2 Całkiem słusznie więc Juda, przyrodni brat Jezusa, pisze: „Umiłowani, chociaż dokładałem wszelkich starań, aby do was pisać o wybawieniu, którego się wspólnie trzymamy, uznałem za konieczne napisać do was, żeby was usilnie zachęcić do podjęcia ciężkiej walki o wiarę, raz na zawsze przekazaną świętym” (Judy 3). Nawołując chrześcijan do „podjęcia ciężkiej walki”, Juda użył określenia spokrewnionego z wyrazem oznaczającym „udrękę”. Bój ten bywa więc trudny, a nawet wyczerpujący! Czy nie stwierdzasz niekiedy, że niełatwo w nim wytrwać? Krótki, ale dobitny list Judy może nam pomóc. Zawiera zachętę do przeciwstawiania się niemoralności, szanowania władzy ustanowionej przez Boga oraz do pielęgnowania w sobie miłości Bożej. Zastanówmy się, jak wprowadzić te rady w czyn.
Dawaj odpór niemoralności
3. W jakiej niebezpiecznej sytuacji znalazł się zbór chrześcijański za czasów Judy?
3 Juda dostrzegł, że nie wszystkim współchrześcijanom udawało się wygrywać w wojnie z Szatanem.
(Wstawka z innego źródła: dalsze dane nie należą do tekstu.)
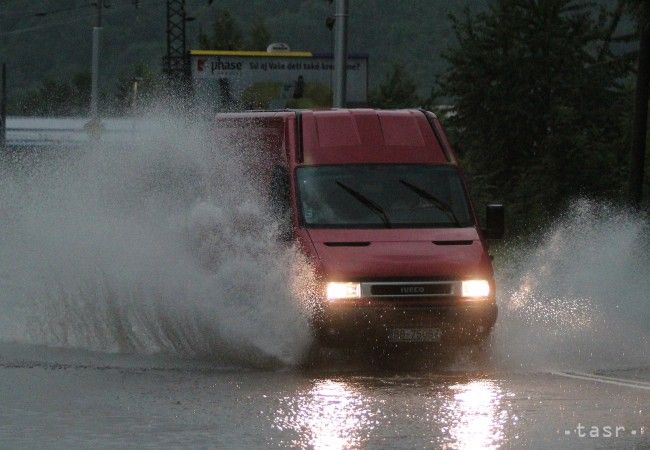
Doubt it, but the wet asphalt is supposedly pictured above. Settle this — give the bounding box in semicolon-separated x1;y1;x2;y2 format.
0;343;648;449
Zbór znalazł się w krytycznej sytuacji. Juda pisze, że „wśliznęli się” do niego ludzie zepsuci. Niepostrzeżenie zaczęli krzewić niemoralność. Zręcznie uzasadniali swe postępki, ‛obracając niezasłużoną życzliwość naszego Boga w usprawiedliwienie rozpasania’ (Judy 4). Wzorem starożytnych gnostyków mogli argumentować, że im więcej ktoś grzeszy, tym częściej może dostępować łaski Bożej — a więc najlepiej byłoby dużo grzeszyć! Niewykluczone, iż doszli do wniosku, że życzliwy Bóg nigdy ich nie ukarze. Tak czy inaczej, wyznawali mylny pogląd (1 Koryntian 3:19).
4. Na jakie trzy starożytne przykłady dokonania sądu przez Jehowę powołuje się Juda?
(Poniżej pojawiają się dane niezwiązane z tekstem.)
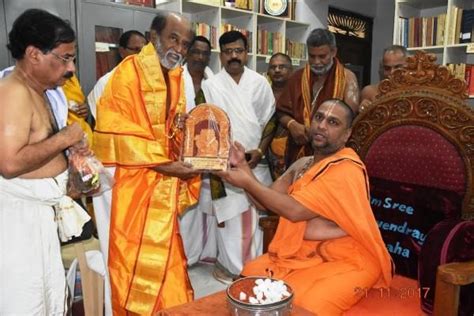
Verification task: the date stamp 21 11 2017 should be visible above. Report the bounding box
[354,286,431,300]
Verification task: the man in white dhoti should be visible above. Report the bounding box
[180,35,217,265]
[0,9,89,315]
[201,30,275,282]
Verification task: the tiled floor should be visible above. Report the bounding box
[188,262,228,299]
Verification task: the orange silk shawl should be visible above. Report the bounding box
[93,43,200,315]
[268,148,392,288]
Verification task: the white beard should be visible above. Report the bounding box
[155,39,183,70]
[311,58,334,76]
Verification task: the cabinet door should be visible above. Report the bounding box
[133,9,158,34]
[78,1,157,93]
[78,2,133,94]
[2,0,76,67]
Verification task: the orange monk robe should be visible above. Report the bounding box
[93,43,200,315]
[62,74,94,143]
[242,148,393,315]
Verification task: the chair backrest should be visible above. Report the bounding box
[348,51,474,277]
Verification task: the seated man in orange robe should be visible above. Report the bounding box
[93,12,200,315]
[218,99,393,315]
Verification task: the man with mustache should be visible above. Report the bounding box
[201,30,275,283]
[0,9,90,315]
[218,99,392,314]
[266,53,293,179]
[179,35,218,266]
[277,28,360,168]
[360,45,407,111]
[93,12,201,315]
[86,29,146,316]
4 Juda wykazuje błąd w ich nikczemnym rozumowaniu, powołując się na trzy przykłady ze starożytności, kiedy to Jehowa dokonał sądu: nad Izraelitami, którzy „nie okazali wiary”, nad ‛aniołami, którzy opuścili swe właściwe miejsce mieszkania’, by dopuszczać się grzechu z kobietami, oraz nad mieszkańcami Sodomy i Gomory, którzy ‛pogrążyli się w rozpuście i poszli za ciałem ku pożyciu sprzecznemu z naturą’ (Judy 5-7; Rodzaju 6:2-4; 19:4-25; Liczb 14:35). W każdym wypadku Jehowa zdecydowanie wystąpił przeciw grzesznikom.
5. Jakie starożytne proroctwo przytacza Juda i co dowodziło, że niezawodnie się ono spełni?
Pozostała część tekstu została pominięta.